Box plot for HPC2N Workloads for 2 CDCs a Makespan b Energy consumption

6.3.2 Summarizing the overall results with two data centres

The overall makespan and energy consumption produced by GTOHBA as per Table 17 is minimum among all tested metaheuristics in both CEA-Curie and HPC2N workloads. These results in the case of 2 CDCs are higher than those obatined with single CDC. This is because of penalty imposed by the communication slowdown on the overall execution time of the BoT applications, which increases both makespan and energy consumption thereafter.

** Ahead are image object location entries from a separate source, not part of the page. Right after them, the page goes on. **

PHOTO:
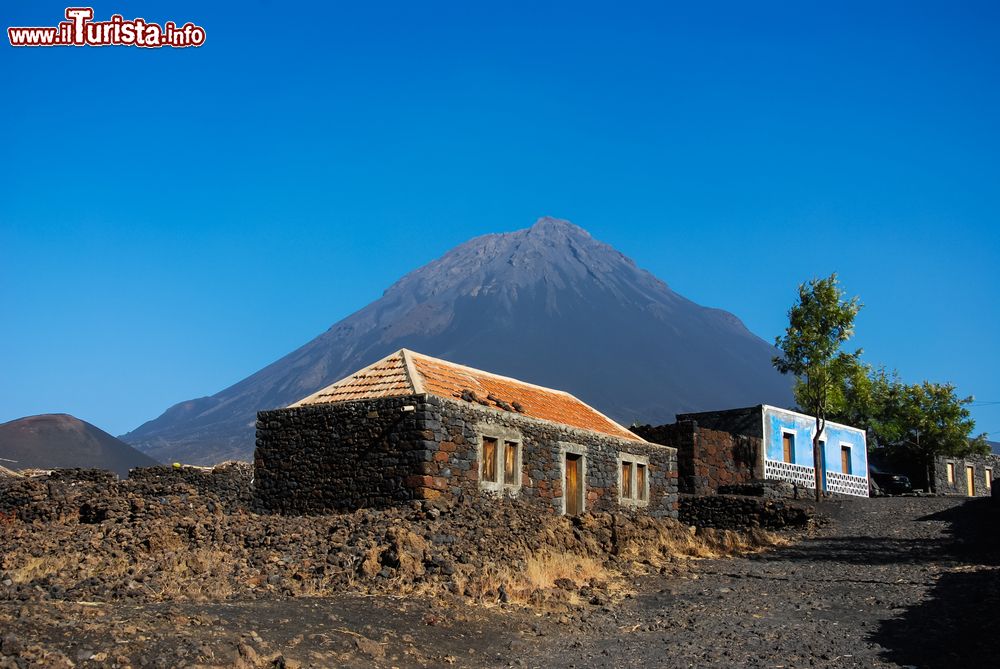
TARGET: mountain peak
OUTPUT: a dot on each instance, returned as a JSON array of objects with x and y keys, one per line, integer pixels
[
  {"x": 548, "y": 304},
  {"x": 48, "y": 441},
  {"x": 550, "y": 224}
]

Table 18 demonstrates that the proposed GTOHBA approach outperforms other tested algorithms with a quite good margin as indicated by RPI% results, resulting in a significant reduction in makespan and energy consumption for both CEA-Curie and HPC2N workloads. The GTOHBA algorithm shows a significant reduction for CEA-Curie workloads, with reductions ranging from 7.86 to 22.92% for makespan and 5.88 to 12.46% for energy consumption. Whereas for HPC2N workloads, GTOHBA achieved 8.05–30.41 % makespan reduction and 7.91–32.65 % energy consumption reduction over the compared metaheuristics.

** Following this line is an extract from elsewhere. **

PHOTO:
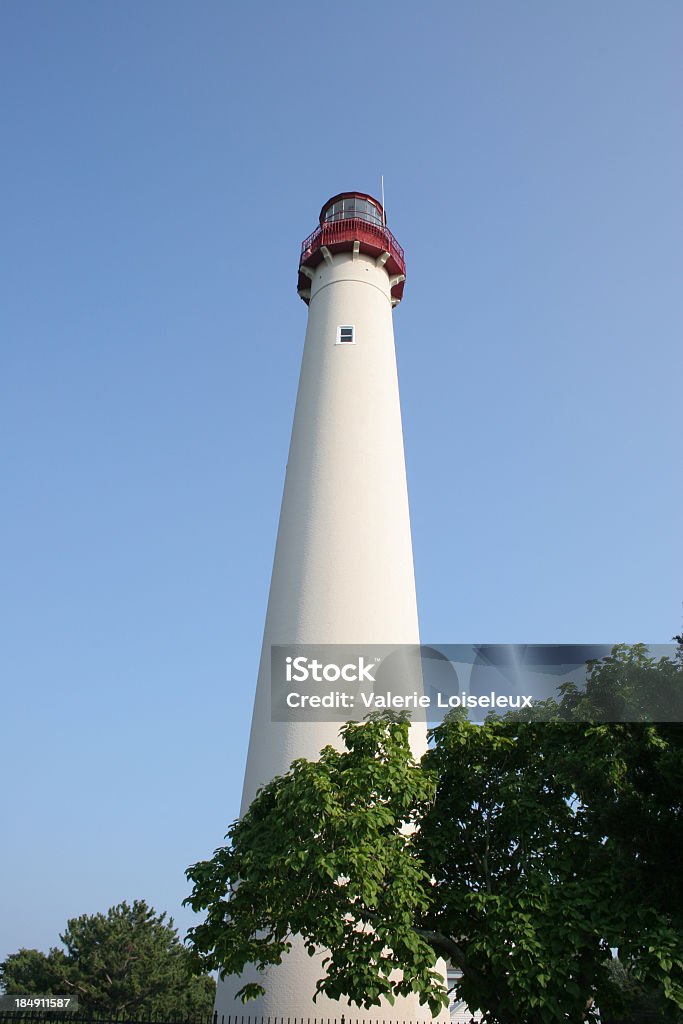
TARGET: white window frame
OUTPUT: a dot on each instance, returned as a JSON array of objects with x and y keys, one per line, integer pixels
[{"x": 345, "y": 327}]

Table 17 Overall results in terms of mean and median for 2 CDCs
Table 18 RPI % of GTOHBA over the comparative methods for 2 CDCs

7 Conclusions and future work

Task scheduling in cloud computing infrastructures is a challenging NP-Hard problem having a direct impact on the overall performance. This paper proposed the GTOHBA approach to resolve the cloud task scheduling problem with the intent to minimize two important scheduling objectives; makespan and energy consumption. GTOHBA hybridizes the good searching qualities of GTO and HBA algorithms in order to remove deficiencies of individual GTO method. Proposed GTOHBA was first tested on standard 29 CEC2017 as well as 12 CEC2022 benchmarks and obtained results were found to be superior to classical metaheuristics. Further, for evaluating the performance of the proposed approach for the task scheduling problem, multiple simulation experiments were performed on the CloudSim simulator by executing standard parallel workload traces viz. CEA-Curie and HPC2N. Similar to the performance evaluation strategy with standard benchmark instances, a comparative analysis was performed with other modern algorithms and the proposed GTOHBA managed to achieve better makespan and energy consumption reduction. While GTOHBA exhibits promising results in the cloud task scheduling model, it is important to acknowledge its limitations. As noted by the No Free Lunch (NFL) theory, while the algorithm may excel in certain domains, it may yield suboptimal outcomes when applied to diverse problem sets such as feature selection or image processing. Therefore, while GTOHBA demonstrates effectiveness in specific contexts, its performance may vary across different problem domains. In future, we plan to test our proposed approach by incorporating more objectives in the cloud task scheduling model using workflows workloads in addition to Bag-of-Tasks applications. In addition, we also plan to develop more hybrid metaheuristics by hybridizing GTO with other swarm intelligence algorithms for tackling the cloud scheduling problem and other NP-Hard problems as well.